More Progress Needed to Address Uncontrolled Hypertension.
The management of hypertension has been a major public health success in the US, with large healthcare systems now able to control blood-pressure rates in 80 percent of their hypertension patients.
But further improvements in hypertension control rates will require “tailored interventions” that address unique characteristics and barriers for specific subpopulations, a School of Public Health researcher says in a recent commentary in The Journal of Clinical Hypertension.
“Uncontrolled hypertension can no longer be considered to have a single cause. As a result, we cannot expect that one-size-fits-all interventions, which have contributed to the current success, will lead to substantial further improvements in control rates at already high-performing integrated healthcare systems,” writes Dan Berlowitz, professor of health law, policy, and management. He also is a professor of medicine at the School of Medicine and a researcher with the Center for Healthcare Organization & Implementation Research at the Bedford VA Hospital.
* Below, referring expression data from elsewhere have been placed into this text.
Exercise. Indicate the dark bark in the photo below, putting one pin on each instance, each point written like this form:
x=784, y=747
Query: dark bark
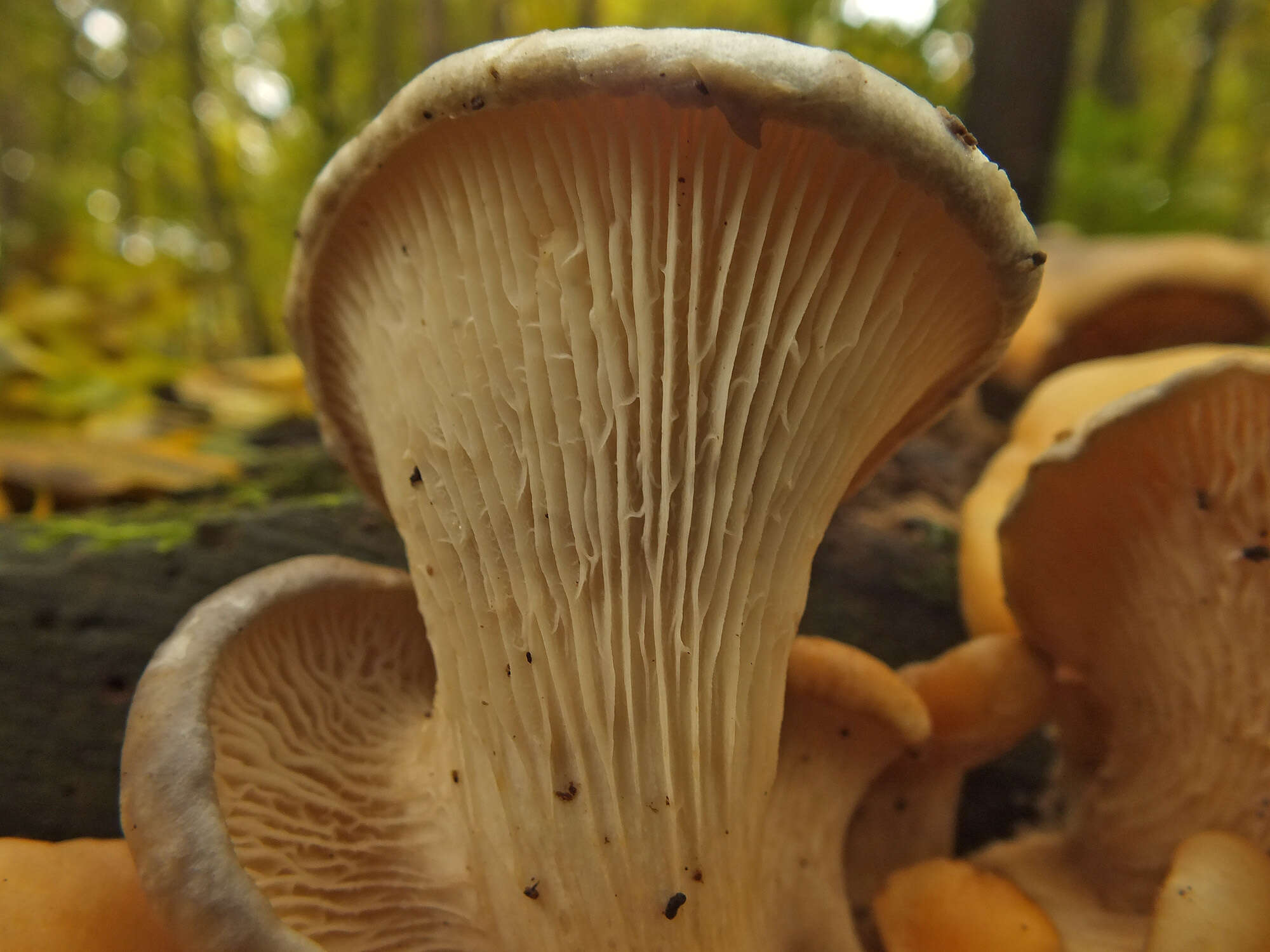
x=1022, y=59
x=222, y=214
x=1117, y=76
x=77, y=629
x=1213, y=29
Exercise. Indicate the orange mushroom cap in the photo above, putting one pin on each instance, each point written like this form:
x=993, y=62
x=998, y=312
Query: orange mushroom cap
x=82, y=896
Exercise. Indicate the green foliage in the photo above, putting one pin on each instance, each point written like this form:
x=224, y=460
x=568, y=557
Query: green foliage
x=150, y=180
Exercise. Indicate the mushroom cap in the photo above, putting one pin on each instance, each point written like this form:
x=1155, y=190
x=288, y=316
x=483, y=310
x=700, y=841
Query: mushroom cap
x=848, y=715
x=283, y=785
x=1039, y=864
x=948, y=906
x=81, y=896
x=1135, y=558
x=982, y=699
x=1053, y=412
x=751, y=81
x=1216, y=898
x=1109, y=296
x=610, y=321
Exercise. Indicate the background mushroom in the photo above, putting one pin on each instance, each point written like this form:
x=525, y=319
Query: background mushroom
x=1112, y=296
x=982, y=699
x=610, y=321
x=1135, y=559
x=1217, y=897
x=285, y=786
x=81, y=894
x=948, y=906
x=1053, y=412
x=848, y=715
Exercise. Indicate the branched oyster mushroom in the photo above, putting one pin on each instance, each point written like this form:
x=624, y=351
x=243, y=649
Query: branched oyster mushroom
x=609, y=322
x=81, y=896
x=1136, y=559
x=948, y=906
x=848, y=715
x=1053, y=412
x=982, y=696
x=1111, y=296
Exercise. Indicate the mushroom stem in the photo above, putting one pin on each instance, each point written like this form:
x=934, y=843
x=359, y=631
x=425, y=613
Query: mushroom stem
x=610, y=321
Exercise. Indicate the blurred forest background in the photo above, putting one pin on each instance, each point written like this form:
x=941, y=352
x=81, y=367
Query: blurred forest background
x=154, y=155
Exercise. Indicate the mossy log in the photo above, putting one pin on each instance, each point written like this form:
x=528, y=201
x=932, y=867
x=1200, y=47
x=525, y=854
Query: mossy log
x=82, y=612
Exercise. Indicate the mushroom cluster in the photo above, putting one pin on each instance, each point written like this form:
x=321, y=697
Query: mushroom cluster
x=609, y=322
x=1117, y=296
x=1132, y=507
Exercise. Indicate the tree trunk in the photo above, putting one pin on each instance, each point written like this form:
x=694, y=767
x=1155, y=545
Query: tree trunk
x=1117, y=76
x=1022, y=56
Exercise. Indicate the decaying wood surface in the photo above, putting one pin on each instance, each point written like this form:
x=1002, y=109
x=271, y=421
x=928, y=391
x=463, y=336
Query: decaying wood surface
x=78, y=625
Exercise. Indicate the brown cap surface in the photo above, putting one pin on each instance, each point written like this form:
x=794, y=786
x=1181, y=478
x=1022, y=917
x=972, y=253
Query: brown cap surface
x=1107, y=296
x=1052, y=413
x=81, y=896
x=948, y=906
x=1136, y=558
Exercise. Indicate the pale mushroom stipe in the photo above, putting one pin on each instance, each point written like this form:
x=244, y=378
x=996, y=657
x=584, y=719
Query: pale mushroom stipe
x=609, y=322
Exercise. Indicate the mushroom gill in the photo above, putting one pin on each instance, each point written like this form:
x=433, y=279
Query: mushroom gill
x=283, y=764
x=1136, y=560
x=610, y=321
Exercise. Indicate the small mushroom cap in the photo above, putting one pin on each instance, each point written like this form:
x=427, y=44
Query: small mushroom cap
x=982, y=697
x=82, y=896
x=948, y=906
x=284, y=788
x=848, y=715
x=841, y=678
x=1216, y=899
x=1112, y=296
x=1136, y=559
x=751, y=81
x=1053, y=412
x=1039, y=865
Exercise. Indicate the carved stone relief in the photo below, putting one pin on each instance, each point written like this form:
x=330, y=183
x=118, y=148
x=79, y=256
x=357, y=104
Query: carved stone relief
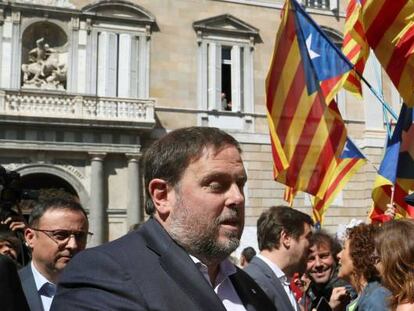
x=46, y=69
x=56, y=3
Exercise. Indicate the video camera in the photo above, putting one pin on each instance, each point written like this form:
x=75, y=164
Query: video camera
x=11, y=192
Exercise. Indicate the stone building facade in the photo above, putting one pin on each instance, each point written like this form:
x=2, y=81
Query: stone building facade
x=86, y=86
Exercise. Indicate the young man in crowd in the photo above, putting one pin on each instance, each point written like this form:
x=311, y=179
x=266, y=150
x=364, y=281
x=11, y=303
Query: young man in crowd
x=322, y=270
x=283, y=236
x=57, y=230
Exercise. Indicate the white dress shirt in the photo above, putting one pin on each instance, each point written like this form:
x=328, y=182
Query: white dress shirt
x=283, y=279
x=223, y=286
x=46, y=289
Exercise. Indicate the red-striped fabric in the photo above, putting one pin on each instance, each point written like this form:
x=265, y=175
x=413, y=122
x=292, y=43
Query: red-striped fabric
x=355, y=46
x=307, y=135
x=389, y=30
x=381, y=196
x=347, y=166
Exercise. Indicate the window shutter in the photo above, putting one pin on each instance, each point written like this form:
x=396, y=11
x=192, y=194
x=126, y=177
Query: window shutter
x=235, y=78
x=214, y=76
x=124, y=68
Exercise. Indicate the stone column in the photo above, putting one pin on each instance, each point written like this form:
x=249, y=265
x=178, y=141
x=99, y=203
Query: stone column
x=134, y=205
x=97, y=217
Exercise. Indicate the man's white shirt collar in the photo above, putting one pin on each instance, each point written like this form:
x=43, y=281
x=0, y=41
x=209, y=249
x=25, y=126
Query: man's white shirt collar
x=223, y=288
x=40, y=281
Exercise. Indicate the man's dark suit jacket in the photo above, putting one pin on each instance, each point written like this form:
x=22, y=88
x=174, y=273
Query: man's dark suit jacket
x=268, y=281
x=29, y=288
x=11, y=293
x=145, y=270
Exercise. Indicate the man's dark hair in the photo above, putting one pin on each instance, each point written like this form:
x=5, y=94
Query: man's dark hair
x=168, y=157
x=248, y=253
x=321, y=237
x=42, y=206
x=277, y=218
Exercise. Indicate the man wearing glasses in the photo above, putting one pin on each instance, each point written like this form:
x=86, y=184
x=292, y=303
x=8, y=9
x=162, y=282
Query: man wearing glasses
x=57, y=230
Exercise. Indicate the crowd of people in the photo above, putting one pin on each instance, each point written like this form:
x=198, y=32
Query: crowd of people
x=179, y=258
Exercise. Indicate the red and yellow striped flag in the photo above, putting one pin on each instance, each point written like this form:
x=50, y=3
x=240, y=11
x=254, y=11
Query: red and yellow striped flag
x=396, y=170
x=307, y=135
x=348, y=164
x=389, y=30
x=355, y=46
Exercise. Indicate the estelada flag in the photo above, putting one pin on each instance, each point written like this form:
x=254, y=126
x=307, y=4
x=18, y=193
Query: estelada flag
x=307, y=131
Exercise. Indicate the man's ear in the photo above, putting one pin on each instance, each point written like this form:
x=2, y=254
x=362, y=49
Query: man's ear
x=285, y=239
x=29, y=236
x=159, y=191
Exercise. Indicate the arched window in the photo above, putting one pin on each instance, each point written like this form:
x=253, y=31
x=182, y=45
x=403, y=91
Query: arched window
x=117, y=49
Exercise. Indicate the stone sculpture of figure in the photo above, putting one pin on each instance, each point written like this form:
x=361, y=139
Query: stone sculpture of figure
x=46, y=67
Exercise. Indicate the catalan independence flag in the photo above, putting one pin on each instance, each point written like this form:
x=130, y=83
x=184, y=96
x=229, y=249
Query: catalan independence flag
x=396, y=170
x=307, y=134
x=389, y=30
x=355, y=46
x=348, y=164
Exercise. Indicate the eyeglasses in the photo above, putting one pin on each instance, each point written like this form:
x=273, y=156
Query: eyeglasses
x=60, y=236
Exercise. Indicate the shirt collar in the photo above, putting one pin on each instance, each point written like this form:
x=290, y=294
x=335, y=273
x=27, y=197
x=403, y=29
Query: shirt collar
x=276, y=270
x=226, y=268
x=40, y=280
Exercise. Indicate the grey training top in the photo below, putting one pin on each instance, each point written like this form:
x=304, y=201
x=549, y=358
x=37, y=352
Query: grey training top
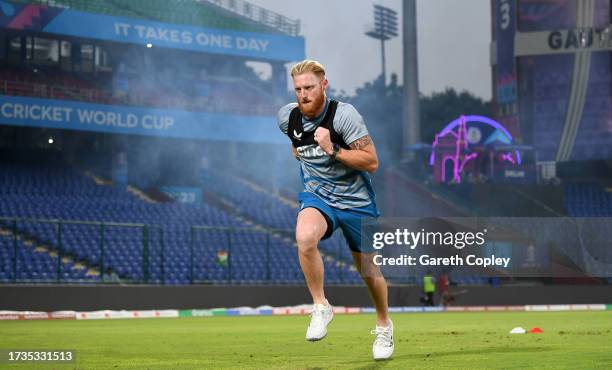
x=335, y=183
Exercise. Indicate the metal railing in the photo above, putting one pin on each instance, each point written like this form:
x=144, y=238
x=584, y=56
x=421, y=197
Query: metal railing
x=259, y=14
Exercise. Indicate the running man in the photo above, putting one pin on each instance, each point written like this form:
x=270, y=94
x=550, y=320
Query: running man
x=336, y=155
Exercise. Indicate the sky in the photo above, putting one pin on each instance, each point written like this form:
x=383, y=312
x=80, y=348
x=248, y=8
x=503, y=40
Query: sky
x=453, y=35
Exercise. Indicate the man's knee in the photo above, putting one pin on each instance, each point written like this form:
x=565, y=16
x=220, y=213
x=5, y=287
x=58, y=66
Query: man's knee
x=307, y=238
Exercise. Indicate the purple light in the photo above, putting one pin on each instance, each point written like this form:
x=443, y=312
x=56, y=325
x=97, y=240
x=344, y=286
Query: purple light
x=461, y=144
x=508, y=157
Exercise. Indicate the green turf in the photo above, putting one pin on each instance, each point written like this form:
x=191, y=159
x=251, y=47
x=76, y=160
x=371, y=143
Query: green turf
x=572, y=340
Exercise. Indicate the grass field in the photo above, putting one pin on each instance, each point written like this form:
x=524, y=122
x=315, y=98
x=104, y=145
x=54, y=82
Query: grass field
x=571, y=340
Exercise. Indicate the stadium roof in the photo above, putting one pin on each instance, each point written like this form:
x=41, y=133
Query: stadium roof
x=237, y=15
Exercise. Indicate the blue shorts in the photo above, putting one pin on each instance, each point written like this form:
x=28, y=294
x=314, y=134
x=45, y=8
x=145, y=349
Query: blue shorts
x=349, y=220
Berlowitz said characteristics of patients with uncontrolled hypertension have been consistently identified in studies going back more than two decades—factors such as obesity, diabetes, increased creatinine, and being older or African American. But the reasons behind uncontrolled hypertension appear to vary, he says.
“Clinical inertia,” or a reluctance to intensify treatment, is particularly common in cases involving patients with diabetes, possibly because of “competing demands” in which physicians invest time and effort into managing glycemic control, rather than blood pressure. Uncontrolled hypertension in obese patients might be caused by obstructive sleep apnea, Berlowitz says. Meanwhile, community-based support through “influential peers” may help to promote healthier behaviors in some subpopulations.
Further improvements, Berlowitz says, “will require considerable effort on the part of clinicians, both to understand why hypertension control is not being achieved in individual patients and in determining how best to improve control in these smaller subpopulations.”
He notes that expected changes to national guidelines for systolic blood pressure thresholds will pose additional challenges.
“While the hypertension community has much to be proud of, there still is a long way to go,” he concludes.
Berlowitz’ work was supported by the Edith Nourse Rogers Memorial VA Medical Center in Bedford.